How about posting some pics of your lighting setup.

Rob

Reply 0
On30guy

my LED setup

here are some pics

 

this one is the overall illumination level.pb270452.jpg 

This is what the typical LED strip installation looks like, the RGB LEDs are on the bottom and the white strip is above it. I had to use hot glue to adhere them as the adhesive backing would not hold. The black wire above the LEDs is a power feed bus for the white LEDs. I feed the strip from both ends as there is a significant voltage drop at the end of a 5M strip.pb270448.jpg 

The last pic shows how I handle lighting for the bridge areas. A short length of white strip is added above the other two and angled down to shine into the canyon.

pb270449.jpg 

 

 

I haven't got all the LED wired up yet but so far the results are good. I'm currently looking into several systems to automate the day to night sequence but haven't figured out which I will use yet.

 

RR

Rick Reimer,

President, Ruphe and Tumbelle Railway Co.

Read my blogs

Reply 0
JustSteve

this one is the overall illumination level

Nice looking scene.

I'm wondering if this is with the RGB  at full (all colors) or what combination etc.

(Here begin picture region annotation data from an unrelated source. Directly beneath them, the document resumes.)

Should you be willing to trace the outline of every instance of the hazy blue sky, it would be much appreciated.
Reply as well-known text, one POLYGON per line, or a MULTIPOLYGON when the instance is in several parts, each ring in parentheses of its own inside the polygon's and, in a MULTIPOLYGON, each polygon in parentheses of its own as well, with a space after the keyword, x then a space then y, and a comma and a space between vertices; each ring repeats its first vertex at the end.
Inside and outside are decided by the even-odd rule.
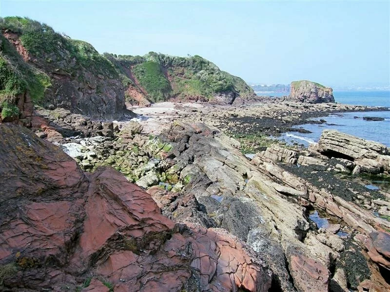
POLYGON ((199 55, 251 82, 390 82, 388 0, 0 2, 100 53, 199 55))

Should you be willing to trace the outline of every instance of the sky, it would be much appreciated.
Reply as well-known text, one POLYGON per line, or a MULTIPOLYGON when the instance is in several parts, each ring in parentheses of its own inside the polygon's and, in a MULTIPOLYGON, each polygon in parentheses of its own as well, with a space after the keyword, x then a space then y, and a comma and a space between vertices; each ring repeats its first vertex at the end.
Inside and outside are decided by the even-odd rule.
POLYGON ((390 85, 390 1, 0 0, 100 53, 198 55, 251 84, 390 85))

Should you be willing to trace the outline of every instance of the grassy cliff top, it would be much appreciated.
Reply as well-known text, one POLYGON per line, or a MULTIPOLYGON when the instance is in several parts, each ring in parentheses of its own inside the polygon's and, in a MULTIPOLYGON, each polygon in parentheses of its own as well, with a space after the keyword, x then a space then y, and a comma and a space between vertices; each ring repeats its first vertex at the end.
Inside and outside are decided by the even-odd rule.
MULTIPOLYGON (((171 97, 197 96, 210 99, 216 94, 232 92, 244 98, 254 95, 253 90, 242 79, 220 70, 213 62, 197 55, 180 57, 154 52, 143 56, 101 55, 88 43, 72 39, 55 32, 45 23, 27 18, 0 18, 0 31, 18 35, 29 55, 38 60, 30 66, 31 68, 37 67, 48 75, 54 72, 81 79, 79 81, 85 79, 86 73, 95 76, 99 74, 104 78, 121 81, 125 90, 129 86, 139 85, 147 92, 147 98, 152 102, 166 100, 171 97)), ((5 37, 3 38, 4 43, 8 43, 5 37)), ((5 59, 0 62, 0 65, 4 69, 3 79, 6 81, 2 82, 2 87, 5 88, 6 80, 9 79, 7 76, 12 75, 13 78, 19 78, 25 74, 21 71, 12 74, 9 72, 10 68, 20 67, 9 61, 5 55, 7 53, 4 53, 2 55, 5 59)), ((15 53, 12 52, 13 55, 15 53)), ((21 64, 23 61, 19 58, 17 63, 21 64)), ((25 63, 25 65, 28 64, 25 63)), ((24 67, 27 70, 28 68, 24 67)), ((40 79, 44 80, 38 81, 44 91, 50 84, 50 79, 43 77, 40 79)), ((16 93, 20 91, 17 88, 20 85, 24 86, 24 82, 16 84, 12 90, 8 84, 8 91, 16 93)), ((27 89, 30 90, 30 87, 27 86, 27 89)), ((39 98, 33 99, 41 99, 42 94, 43 91, 39 92, 39 98)))
POLYGON ((299 80, 298 81, 292 81, 291 82, 291 86, 293 86, 295 88, 298 88, 298 87, 300 87, 301 85, 305 83, 312 83, 317 86, 318 87, 321 87, 322 88, 325 88, 326 87, 324 86, 322 84, 320 84, 319 83, 317 83, 316 82, 313 82, 312 81, 310 81, 309 80, 299 80))

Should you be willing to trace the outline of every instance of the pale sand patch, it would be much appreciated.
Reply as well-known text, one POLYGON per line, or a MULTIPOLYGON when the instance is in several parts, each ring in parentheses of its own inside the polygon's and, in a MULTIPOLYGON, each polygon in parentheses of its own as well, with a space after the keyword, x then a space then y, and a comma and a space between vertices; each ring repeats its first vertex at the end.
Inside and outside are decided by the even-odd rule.
MULTIPOLYGON (((199 104, 164 102, 153 104, 148 107, 133 106, 128 107, 127 109, 137 115, 132 120, 136 121, 143 126, 143 132, 158 135, 169 128, 182 114, 191 111, 191 108, 204 108, 204 106, 199 104)), ((117 123, 124 125, 128 122, 120 121, 117 123)))

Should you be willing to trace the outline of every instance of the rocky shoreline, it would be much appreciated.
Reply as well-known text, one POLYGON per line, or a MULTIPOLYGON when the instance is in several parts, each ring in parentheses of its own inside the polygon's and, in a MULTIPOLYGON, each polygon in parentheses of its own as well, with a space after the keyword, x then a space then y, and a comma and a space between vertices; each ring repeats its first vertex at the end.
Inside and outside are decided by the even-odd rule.
POLYGON ((10 291, 387 291, 390 194, 340 178, 389 177, 386 146, 328 131, 309 149, 262 145, 250 160, 226 135, 236 128, 266 137, 316 115, 378 109, 156 105, 132 109, 144 115, 138 122, 101 122, 39 109, 35 135, 0 125, 6 199, 0 271, 8 269, 1 285, 10 291), (71 211, 50 211, 60 205, 71 211), (316 225, 314 211, 328 224, 316 225), (37 231, 44 227, 44 234, 37 231), (64 241, 58 233, 70 235, 64 241), (42 245, 47 240, 54 247, 42 245), (25 241, 29 247, 16 243, 25 241))

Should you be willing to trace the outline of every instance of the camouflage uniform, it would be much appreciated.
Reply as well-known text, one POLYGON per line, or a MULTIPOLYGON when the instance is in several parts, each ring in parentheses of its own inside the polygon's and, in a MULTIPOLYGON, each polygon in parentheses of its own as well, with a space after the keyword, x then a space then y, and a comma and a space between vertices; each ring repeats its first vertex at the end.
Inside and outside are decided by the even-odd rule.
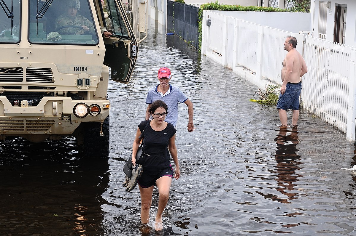
MULTIPOLYGON (((64 14, 59 16, 56 19, 54 27, 56 29, 65 25, 86 26, 89 28, 89 30, 91 33, 93 34, 95 34, 95 30, 93 23, 89 20, 80 15, 77 15, 73 20, 72 20, 67 16, 66 14, 64 14)), ((58 32, 64 34, 77 35, 83 34, 85 32, 83 29, 72 27, 59 30, 58 32)))

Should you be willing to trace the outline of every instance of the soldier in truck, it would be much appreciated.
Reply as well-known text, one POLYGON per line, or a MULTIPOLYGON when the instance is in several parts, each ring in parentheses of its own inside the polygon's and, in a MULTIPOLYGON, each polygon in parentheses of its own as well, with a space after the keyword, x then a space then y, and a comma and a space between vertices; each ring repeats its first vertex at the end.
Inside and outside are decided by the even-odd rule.
MULTIPOLYGON (((90 21, 78 14, 80 10, 79 0, 69 0, 66 6, 66 12, 56 19, 55 28, 61 34, 83 34, 86 32, 95 34, 94 25, 90 21), (66 27, 67 26, 67 27, 66 27)), ((112 34, 103 27, 100 27, 101 33, 110 37, 112 34)))

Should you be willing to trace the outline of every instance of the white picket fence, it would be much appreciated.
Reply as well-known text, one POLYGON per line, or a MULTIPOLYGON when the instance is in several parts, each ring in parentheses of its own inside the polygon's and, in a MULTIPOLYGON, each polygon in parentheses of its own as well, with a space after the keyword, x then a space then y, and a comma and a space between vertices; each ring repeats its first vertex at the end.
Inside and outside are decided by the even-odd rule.
MULTIPOLYGON (((303 107, 346 132, 350 92, 351 47, 306 36, 303 56, 308 71, 303 79, 303 107)), ((353 64, 352 59, 353 57, 353 64)))
MULTIPOLYGON (((302 78, 302 107, 355 141, 355 48, 212 12, 209 15, 211 24, 203 27, 202 54, 240 75, 244 70, 247 79, 262 88, 268 84, 281 84, 287 53, 283 44, 287 36, 295 37, 297 49, 308 70, 302 78)), ((203 22, 206 19, 204 15, 203 22)))

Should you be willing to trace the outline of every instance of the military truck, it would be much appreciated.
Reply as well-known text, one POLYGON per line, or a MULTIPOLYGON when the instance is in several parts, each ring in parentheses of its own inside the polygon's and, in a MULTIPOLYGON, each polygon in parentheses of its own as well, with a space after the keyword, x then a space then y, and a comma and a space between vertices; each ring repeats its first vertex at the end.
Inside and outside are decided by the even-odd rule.
POLYGON ((138 49, 121 1, 0 5, 0 140, 74 137, 84 156, 108 157, 109 73, 129 83, 138 49))

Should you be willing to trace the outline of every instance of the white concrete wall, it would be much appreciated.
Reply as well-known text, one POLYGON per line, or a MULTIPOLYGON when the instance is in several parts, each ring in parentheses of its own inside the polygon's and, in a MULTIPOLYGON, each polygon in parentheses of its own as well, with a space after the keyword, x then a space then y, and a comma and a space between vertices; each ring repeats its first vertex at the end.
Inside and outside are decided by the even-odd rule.
MULTIPOLYGON (((198 6, 205 3, 215 2, 213 1, 207 1, 207 0, 184 0, 185 4, 193 5, 199 4, 198 6)), ((229 5, 240 5, 240 6, 257 6, 257 0, 220 0, 219 1, 220 4, 229 5)))
POLYGON ((293 33, 310 30, 310 14, 257 11, 214 11, 224 16, 293 33))
POLYGON ((162 25, 165 26, 167 19, 167 0, 148 0, 147 14, 151 18, 162 25))
POLYGON ((296 49, 308 68, 301 95, 304 107, 355 141, 355 48, 204 11, 201 54, 265 90, 267 85, 281 84, 281 62, 286 54, 283 42, 289 34, 297 38, 296 49))
POLYGON ((315 0, 310 1, 311 5, 315 6, 314 14, 312 18, 312 26, 311 31, 312 36, 318 37, 319 35, 319 4, 320 1, 330 2, 331 7, 329 10, 326 17, 326 40, 333 42, 334 37, 334 21, 335 20, 335 6, 336 4, 347 5, 346 19, 346 34, 345 36, 345 44, 356 47, 356 1, 355 0, 325 0, 321 1, 315 0))

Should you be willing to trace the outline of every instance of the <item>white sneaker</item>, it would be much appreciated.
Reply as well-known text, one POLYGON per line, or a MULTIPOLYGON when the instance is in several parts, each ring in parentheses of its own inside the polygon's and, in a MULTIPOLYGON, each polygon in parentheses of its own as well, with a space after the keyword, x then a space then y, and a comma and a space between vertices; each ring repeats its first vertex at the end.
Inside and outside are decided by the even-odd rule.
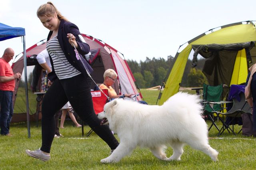
POLYGON ((30 150, 27 149, 26 150, 26 152, 29 156, 40 159, 44 161, 49 160, 51 158, 50 155, 47 155, 44 154, 42 152, 40 148, 38 150, 30 150))

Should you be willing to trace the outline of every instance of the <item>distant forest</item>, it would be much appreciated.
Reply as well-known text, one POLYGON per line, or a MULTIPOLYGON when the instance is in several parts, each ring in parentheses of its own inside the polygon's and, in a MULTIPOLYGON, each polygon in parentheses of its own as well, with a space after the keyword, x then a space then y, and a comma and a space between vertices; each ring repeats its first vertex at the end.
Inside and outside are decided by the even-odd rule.
MULTIPOLYGON (((174 58, 171 55, 168 57, 167 60, 161 57, 152 59, 146 57, 145 61, 140 61, 139 63, 133 60, 128 60, 127 63, 139 87, 145 88, 162 85, 174 58)), ((197 66, 192 68, 192 61, 188 60, 181 86, 201 87, 203 83, 207 83, 201 71, 204 61, 204 59, 199 59, 197 66)))
MULTIPOLYGON (((171 55, 167 60, 160 57, 152 59, 146 58, 145 61, 139 63, 133 60, 127 60, 128 65, 139 88, 147 88, 161 85, 170 68, 174 58, 171 55)), ((198 60, 197 66, 192 68, 192 61, 188 59, 182 77, 181 86, 184 87, 202 87, 203 83, 208 83, 204 75, 202 72, 205 59, 198 60)), ((167 75, 168 76, 168 75, 167 75)), ((28 82, 30 86, 32 80, 32 73, 28 76, 28 82)), ((168 77, 166 77, 166 80, 168 77)), ((22 80, 19 86, 25 87, 25 82, 22 80)))

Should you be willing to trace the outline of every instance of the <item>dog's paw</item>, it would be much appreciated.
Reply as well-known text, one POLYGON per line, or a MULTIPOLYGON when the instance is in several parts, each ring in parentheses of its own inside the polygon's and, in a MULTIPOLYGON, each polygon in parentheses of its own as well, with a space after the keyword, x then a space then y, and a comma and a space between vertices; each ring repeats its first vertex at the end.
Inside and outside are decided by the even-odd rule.
POLYGON ((110 163, 114 163, 114 160, 105 158, 105 159, 102 159, 100 160, 100 162, 102 164, 109 164, 110 163))

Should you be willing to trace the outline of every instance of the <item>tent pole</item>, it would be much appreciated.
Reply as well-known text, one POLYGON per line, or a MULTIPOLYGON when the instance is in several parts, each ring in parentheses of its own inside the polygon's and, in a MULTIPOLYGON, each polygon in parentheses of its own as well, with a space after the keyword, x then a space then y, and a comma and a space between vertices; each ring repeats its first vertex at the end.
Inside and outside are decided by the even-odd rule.
POLYGON ((24 73, 25 73, 25 87, 26 88, 26 101, 27 109, 27 126, 28 127, 28 136, 30 137, 30 121, 29 120, 29 109, 28 107, 28 80, 27 79, 27 53, 26 50, 25 36, 23 36, 23 56, 24 57, 24 73))

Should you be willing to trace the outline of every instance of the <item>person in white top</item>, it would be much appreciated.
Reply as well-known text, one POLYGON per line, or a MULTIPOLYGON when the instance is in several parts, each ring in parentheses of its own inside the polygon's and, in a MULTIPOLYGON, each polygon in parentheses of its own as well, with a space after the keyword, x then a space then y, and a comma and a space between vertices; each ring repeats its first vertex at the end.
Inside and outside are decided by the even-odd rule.
MULTIPOLYGON (((37 56, 36 56, 36 59, 38 61, 40 65, 42 66, 44 69, 46 70, 46 74, 48 74, 49 73, 52 72, 52 65, 51 65, 51 62, 50 60, 50 57, 49 56, 49 53, 46 49, 45 49, 41 51, 37 56)), ((48 84, 48 86, 50 85, 50 84, 48 84)), ((70 108, 62 108, 62 114, 61 116, 60 126, 61 128, 64 128, 63 125, 64 124, 64 121, 65 121, 65 119, 66 118, 66 113, 68 113, 69 117, 70 119, 73 121, 73 122, 75 124, 76 126, 77 127, 81 127, 82 126, 80 125, 76 121, 75 116, 74 115, 73 113, 70 111, 70 108, 71 108, 69 102, 68 102, 65 105, 69 105, 70 106, 70 108)), ((58 113, 59 112, 58 112, 58 113)), ((56 130, 55 131, 55 135, 54 137, 58 137, 60 136, 63 136, 59 132, 58 122, 59 117, 60 117, 60 114, 57 114, 56 113, 55 115, 55 121, 56 121, 56 130)))
POLYGON ((46 49, 37 55, 36 59, 42 67, 46 70, 47 74, 52 72, 52 65, 50 61, 49 54, 46 49))

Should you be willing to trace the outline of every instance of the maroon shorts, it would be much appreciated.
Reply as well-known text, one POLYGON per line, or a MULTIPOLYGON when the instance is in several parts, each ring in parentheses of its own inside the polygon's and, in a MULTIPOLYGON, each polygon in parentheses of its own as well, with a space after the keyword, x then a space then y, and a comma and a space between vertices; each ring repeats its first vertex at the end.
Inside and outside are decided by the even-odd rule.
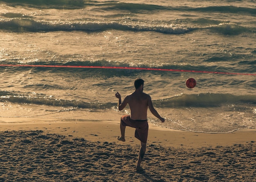
POLYGON ((141 142, 146 143, 148 133, 148 124, 147 120, 133 120, 128 115, 121 117, 121 123, 124 126, 129 126, 136 128, 135 137, 141 142))

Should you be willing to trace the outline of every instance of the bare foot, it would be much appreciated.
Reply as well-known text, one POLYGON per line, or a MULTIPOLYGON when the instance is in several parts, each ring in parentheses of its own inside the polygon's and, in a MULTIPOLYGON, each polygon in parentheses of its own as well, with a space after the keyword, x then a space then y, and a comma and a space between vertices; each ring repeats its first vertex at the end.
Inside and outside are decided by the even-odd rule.
POLYGON ((122 138, 121 136, 119 136, 117 138, 117 140, 119 141, 122 141, 122 142, 125 142, 125 138, 122 138))
POLYGON ((137 166, 136 167, 136 171, 144 171, 144 169, 143 168, 142 168, 140 166, 137 166))

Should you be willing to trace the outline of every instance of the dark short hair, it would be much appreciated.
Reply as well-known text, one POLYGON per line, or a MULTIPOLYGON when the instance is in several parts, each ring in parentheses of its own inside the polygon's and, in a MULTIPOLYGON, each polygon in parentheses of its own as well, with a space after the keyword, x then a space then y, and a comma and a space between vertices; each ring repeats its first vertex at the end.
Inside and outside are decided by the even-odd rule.
POLYGON ((138 88, 140 86, 144 84, 144 80, 140 78, 138 78, 134 81, 134 86, 136 89, 138 88))

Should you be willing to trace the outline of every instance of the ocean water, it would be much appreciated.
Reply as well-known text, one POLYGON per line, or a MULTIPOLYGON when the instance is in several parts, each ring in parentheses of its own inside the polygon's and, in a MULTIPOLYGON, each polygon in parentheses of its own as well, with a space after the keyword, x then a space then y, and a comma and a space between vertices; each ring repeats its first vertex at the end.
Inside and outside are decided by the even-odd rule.
POLYGON ((166 118, 162 123, 149 111, 148 121, 159 127, 256 128, 255 0, 20 1, 0 1, 1 123, 116 122, 129 108, 117 111, 115 93, 123 99, 141 78, 166 118), (186 86, 189 78, 194 88, 186 86))

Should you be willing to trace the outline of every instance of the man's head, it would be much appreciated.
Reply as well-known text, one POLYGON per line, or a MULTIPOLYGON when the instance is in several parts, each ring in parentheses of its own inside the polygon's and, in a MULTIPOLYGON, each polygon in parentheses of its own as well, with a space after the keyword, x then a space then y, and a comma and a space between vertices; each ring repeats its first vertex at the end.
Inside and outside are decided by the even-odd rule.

It looks as if your RGB is "waterproof" and the white is not? It's sort of hard to tell.

I'm also very interested in you're research into scene lighting.

I've also got one of each 5M coils (3528 for the warm white, 5050 for RGB) along with the cheesy "IR Control Box" for color It works OK, but I think the DMX512 stuff looks like it should work better.  I just don't know how it's supposed to work yet (not enough InterWebs time spent).

Thanks for your post.

 

Shoot for the moon and you might get to New Jersey.